A leading mortgage expert has called for Irish banks to fast-track the sale of non-performing home loans to improve competition in the market and facilitate new lending.
Ross Maguire, founder of New Beginning, a mortgage advocacy group, said lenders were weighed down by large portfolios of bad loans which limited their ability to issue new loans. This, he said, had stunted the mortgage market and made it more difficult for prospective homebuyers to secure a mortgage.
He warned, however, that the sale of owner-occupier mortgages was politically fraught and unlikely to happen. This was true of lenders in which the state has a stake, such as AIB which is 99.9 per cent owned by the taxpayer, he added.
“AIB should offload its entire non-performing book as soon as possible to make itself able again to move forward and make a contribution to the next generation [of homebuyers].

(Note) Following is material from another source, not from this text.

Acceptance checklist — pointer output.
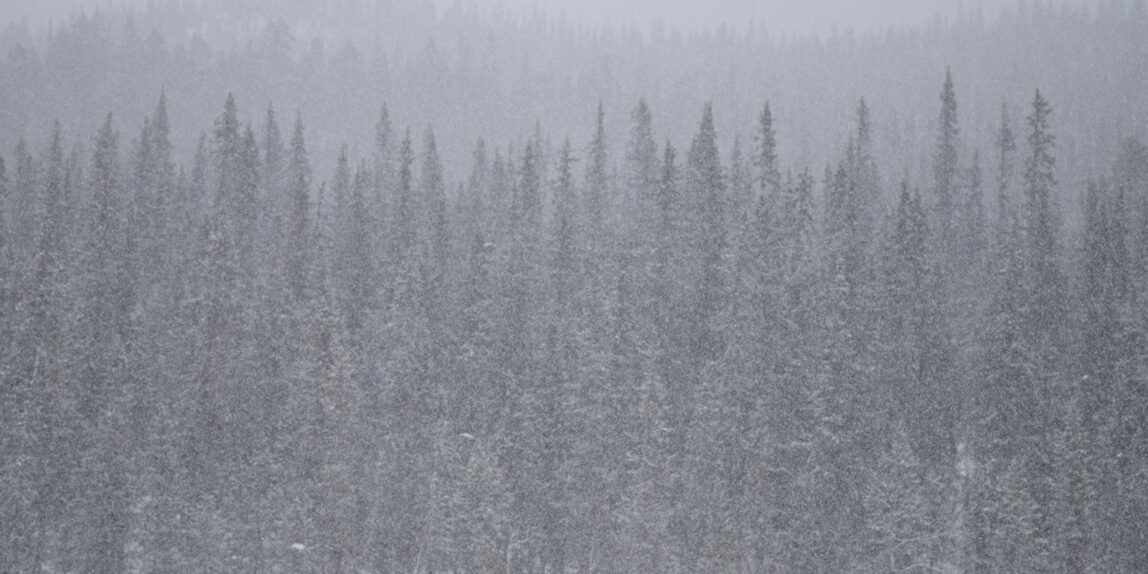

“People can’t get mortgages today partly because there’s no competition in the market and part of that is because of the quagmire that’s being created here with non-performing loans. I think banks should just go ahead and do it now,” Mr Maguire said.
“It’s more politically difficult, certainly, for state-owned banks to sell on owner-occupied portfolios. I think AIB would have difficulty doing that.”
Earlier this week, AIB confirmed that it had sold a portfolio of non-performing buy-to-let property loans to Goldman Sachs for a price understood to be about half the €400 million face value of the loans.
AIB said the 1,200 or so borrowers whose loans were sold as part of the portfolio, known as Project Cypress, were in “deep long-term” arrears but it declined to confirm the price paid.
“The continued reduction of these impaired loans remains a key focus for the management of AIB and of the regulator,” the bank said. “This reduction of the bank’s non-performing loans, through the transfer of investment loans, provides ongoing opportunity for the bank to focus on actively implementing sustainable solutions for customers in financial difficulties who engage with us.”
There are about 33,500 homeowners mired in arrears of more than two years across the Irish banking system. Mr Maguire said it was difficult to see how a sustainable restructuring solution could be found for most of those borrowers but said sales to so-called vulture funds should be encouraged.
“The funds are much more able and willing to do deals. We’re left in a situation where because it’s politically toxic for Irish banks, especially the state-owned banks, to sell owner-occupied loans they won’t do it and the problem is not being resolved, but it’s a false position,” Mr Maguire said.
“The people who say that the vulture funds treat people less favourably than the banks either don’t know what they’re talking about or are deliberately misleading others.”
He said borrowers whose loans were sold to such funds received “precisely the same” protection as they did prior to the sale.
Further loan sales are expected from Irish banks this year as they continue to offload bad loans from before the financial crisis.
AIB is likely to pursue further deals as it prepares to return to private ownership in the coming months through an initial public offering of shares. Michael Noonan, the finance minister, has signalled his intention to sell a 25 per cent stake in the bank in early summer or autumn of this year. The sale is expected to yield about €2.8 billion for the state.